December means different rituals for different folks all around the world. It is holiday time for those celebrating Christmas, Kwanzaa and Hanukkah. Lay missioner Liz Mach writes about her work in Tanzania, where the holiday time also means the closing of schools and the return home of girls in order to undergo female genital mutilation (FGM). The following article was published in the January-February 2015 NewsNotes.
The roads of northern Tanzania are filled with dancing and celebrations in December as young men and women are escorted to the "cutter" to undergo circumcisions/mutilations that will mark their passage into adulthood. Fifteen percent of Tanzania practices this harmful tradition which impairs the reproductive, sexual and psychosocial lives of girls. Worldwide, three million girls are at risk yearly to undergo this practice.
FGM falls under the umbrella of gender-based violence (GBV), a human rights abuse against girls which impedes a society’s efforts to end poverty and promote gender equality. FGM is the partial or total removal of the external female genitalia or other injury of the female genital organs for non-medical reasons. It can be done for social, religious, cultural and aesthetic reasons and has a direct effect on the reproductive health of a woman for her lifetime.
The initial mutilation could lead to numerous health consequences including bleeding, shock, urinary retention, infection and damaged organs. Research done by the World Health Organization (WHO) and published in the Lancet in 2006 show that women who have undergone FGM are significantly more likely to experience difficulty during labor and delivery, including increased need for Caesarean sections, postpartum hemorrhage, episiotomy, need for resuscitation of the infant and perinatal death than women who have not had FGM. At the same time, most of the women who have undergone FGM live in areas without adequate infrastructure for safe deliveries, and those deliveries are much more serious with long term health consequences.

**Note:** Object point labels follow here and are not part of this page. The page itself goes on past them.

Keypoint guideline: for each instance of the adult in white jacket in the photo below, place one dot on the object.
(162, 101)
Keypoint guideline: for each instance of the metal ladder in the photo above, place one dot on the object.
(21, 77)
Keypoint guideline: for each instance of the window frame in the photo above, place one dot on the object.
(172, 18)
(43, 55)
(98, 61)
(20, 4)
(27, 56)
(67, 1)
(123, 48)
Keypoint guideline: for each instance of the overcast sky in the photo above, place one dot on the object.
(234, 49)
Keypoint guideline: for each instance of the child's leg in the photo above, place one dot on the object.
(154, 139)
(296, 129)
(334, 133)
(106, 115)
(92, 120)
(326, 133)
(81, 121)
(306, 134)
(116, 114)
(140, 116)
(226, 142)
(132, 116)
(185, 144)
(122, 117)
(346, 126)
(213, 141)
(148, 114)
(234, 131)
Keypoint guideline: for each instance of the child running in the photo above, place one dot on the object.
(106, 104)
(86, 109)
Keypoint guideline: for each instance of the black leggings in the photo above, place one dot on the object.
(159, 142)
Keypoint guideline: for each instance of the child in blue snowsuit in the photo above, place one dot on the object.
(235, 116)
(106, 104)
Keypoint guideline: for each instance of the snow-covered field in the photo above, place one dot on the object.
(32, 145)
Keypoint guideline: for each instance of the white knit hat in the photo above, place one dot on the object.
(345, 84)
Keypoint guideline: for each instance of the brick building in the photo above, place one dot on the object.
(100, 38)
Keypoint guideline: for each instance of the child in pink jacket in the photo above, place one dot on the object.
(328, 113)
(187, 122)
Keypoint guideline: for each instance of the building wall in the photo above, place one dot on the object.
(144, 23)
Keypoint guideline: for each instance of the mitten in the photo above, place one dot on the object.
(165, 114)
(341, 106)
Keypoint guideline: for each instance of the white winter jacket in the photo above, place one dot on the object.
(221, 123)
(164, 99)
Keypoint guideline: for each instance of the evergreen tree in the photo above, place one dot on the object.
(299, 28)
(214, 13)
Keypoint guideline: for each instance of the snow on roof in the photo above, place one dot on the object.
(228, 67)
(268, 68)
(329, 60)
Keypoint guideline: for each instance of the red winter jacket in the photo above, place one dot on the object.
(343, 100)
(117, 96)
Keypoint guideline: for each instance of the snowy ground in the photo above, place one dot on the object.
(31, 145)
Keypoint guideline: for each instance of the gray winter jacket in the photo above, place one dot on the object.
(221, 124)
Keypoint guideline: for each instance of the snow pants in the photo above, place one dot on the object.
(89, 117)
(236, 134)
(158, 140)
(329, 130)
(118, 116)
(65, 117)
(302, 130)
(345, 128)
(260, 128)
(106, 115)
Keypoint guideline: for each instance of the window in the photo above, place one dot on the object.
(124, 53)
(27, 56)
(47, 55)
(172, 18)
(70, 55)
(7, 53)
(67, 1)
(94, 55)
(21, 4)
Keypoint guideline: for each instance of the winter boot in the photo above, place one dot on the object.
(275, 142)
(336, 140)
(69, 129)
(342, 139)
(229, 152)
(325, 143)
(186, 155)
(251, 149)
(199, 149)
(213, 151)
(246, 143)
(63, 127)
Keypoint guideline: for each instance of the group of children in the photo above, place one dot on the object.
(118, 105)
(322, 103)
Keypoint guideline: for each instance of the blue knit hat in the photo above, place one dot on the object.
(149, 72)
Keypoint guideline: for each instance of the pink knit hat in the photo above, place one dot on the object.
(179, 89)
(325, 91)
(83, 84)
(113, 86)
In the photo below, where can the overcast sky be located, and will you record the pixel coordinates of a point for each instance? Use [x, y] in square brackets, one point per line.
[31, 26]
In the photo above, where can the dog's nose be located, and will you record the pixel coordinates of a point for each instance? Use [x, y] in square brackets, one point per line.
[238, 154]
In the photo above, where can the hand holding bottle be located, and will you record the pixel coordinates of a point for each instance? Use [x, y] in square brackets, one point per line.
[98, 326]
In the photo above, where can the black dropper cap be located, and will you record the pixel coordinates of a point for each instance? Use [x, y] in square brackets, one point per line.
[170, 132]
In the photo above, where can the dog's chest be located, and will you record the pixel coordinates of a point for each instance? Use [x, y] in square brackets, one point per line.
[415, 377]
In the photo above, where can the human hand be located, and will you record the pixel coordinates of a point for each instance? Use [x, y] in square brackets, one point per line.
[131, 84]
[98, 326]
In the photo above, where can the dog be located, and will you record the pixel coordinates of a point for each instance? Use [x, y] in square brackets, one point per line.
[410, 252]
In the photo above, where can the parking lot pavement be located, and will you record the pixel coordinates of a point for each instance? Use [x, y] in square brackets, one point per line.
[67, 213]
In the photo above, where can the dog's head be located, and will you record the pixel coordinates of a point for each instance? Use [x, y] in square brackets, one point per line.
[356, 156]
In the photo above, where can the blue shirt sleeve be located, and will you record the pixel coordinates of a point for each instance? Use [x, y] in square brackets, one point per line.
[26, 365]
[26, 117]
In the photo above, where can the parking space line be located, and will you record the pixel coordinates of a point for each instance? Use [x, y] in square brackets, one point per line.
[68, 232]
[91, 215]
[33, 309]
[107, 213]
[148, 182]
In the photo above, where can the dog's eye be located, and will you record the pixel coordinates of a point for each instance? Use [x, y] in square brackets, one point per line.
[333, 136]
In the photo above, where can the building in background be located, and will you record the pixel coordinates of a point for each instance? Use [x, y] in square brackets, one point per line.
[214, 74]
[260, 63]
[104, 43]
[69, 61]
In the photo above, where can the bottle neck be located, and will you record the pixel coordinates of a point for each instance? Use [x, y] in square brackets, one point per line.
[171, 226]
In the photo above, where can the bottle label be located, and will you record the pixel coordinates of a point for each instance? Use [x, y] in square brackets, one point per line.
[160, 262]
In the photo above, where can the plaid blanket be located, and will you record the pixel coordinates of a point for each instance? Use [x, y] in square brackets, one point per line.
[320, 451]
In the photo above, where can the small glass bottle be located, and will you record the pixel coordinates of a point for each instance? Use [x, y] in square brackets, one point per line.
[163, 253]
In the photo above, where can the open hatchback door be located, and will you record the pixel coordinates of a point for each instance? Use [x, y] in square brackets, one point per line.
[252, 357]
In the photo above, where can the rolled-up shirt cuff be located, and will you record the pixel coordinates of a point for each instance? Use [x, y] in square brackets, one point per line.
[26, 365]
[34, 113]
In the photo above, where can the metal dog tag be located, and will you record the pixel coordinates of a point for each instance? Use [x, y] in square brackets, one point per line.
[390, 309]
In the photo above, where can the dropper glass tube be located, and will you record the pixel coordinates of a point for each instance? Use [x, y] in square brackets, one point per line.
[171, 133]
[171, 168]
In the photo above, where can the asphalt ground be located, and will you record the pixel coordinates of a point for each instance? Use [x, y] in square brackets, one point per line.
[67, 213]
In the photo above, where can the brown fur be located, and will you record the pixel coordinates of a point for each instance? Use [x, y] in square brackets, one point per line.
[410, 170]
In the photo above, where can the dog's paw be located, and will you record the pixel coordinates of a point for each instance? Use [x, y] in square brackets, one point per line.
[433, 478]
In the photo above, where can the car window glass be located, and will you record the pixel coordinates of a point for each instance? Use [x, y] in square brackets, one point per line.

In our area, Tanzania’s Mara region, FGM is seen as a cultural rite of passage which the girl child moves through to become an adult and therefore eligible for marriage. According to Tanzania’s Law of Marriage Act, revised in 2002, a girl is considered to be legally of age for marriage at 15 years. Many forms of domestic violence, including FGM, are not defined in this act. The Sexual Offence and Special Provisions Act of 2008 protects girls who are under 18 from FGM, though this law is not often enforced due to fear, lack of legal education and cultural priorities.
Early marriages and early pregnancies often are direct correlations to lack of education and lifelong poverty. This cycle is difficult to break when it is woven into the societal life of a female. Failure to undergo the ritual cutting hampers both the family and the girl as it is possible that she will not be able to be married within the cultural boundaries. At the same time, the cutting opens her to physical damage and violence which will affect her throughout her lifetime. The bottom line is the violation of the human rights of the girl as defined by the World Health Assembly which passed a resolution (WHA61:16) on the elimination of FGM, emphasizing the need for concerted action in all sections – health, education, finance, justice and women's affairs.
Currently here in the Diocese of Musoma we have two "rescue areas." One is a camp up in the area where much of the cutting is being done; more than 600 girls are there under armed protection for the month of December. The other area is a year-round shelter built for the safety of any girl escaping from FGM and all forms of gender-based violence, as the first basic need when a girl escapes from probable FGM is to find protected shelter. Through a USAID program, a team within the local police have been specially trained to respond to issues of GBV; often those team members are the ones to bring girls to our site, where we provide a networking plan and provisions for safety to protect the girl from further abuse.
We have begun training the catechists in the diocese to recognize GBV and the role it plays within cultural activities. This multitasked approach might be our way to make a cultural change which will bring greater gender equity in an area where the 21st century clashes with traditional norms from long ago.
Photo by Liz Mach: Minister of Labour and Employment Hon. Gaudentia Kabaka, Bishop Michael Msonganzila, UN Representative to Tanzania Alavo Rodriguez and UNFPA Representative Dr. Natalia Kanem all traveled to for the graduation ceremony for the girls and closing of the 2014 camp. There were 630 girls in the camp and 207 boys in another camp of their own to provide education on gender and safe circumcision for boys.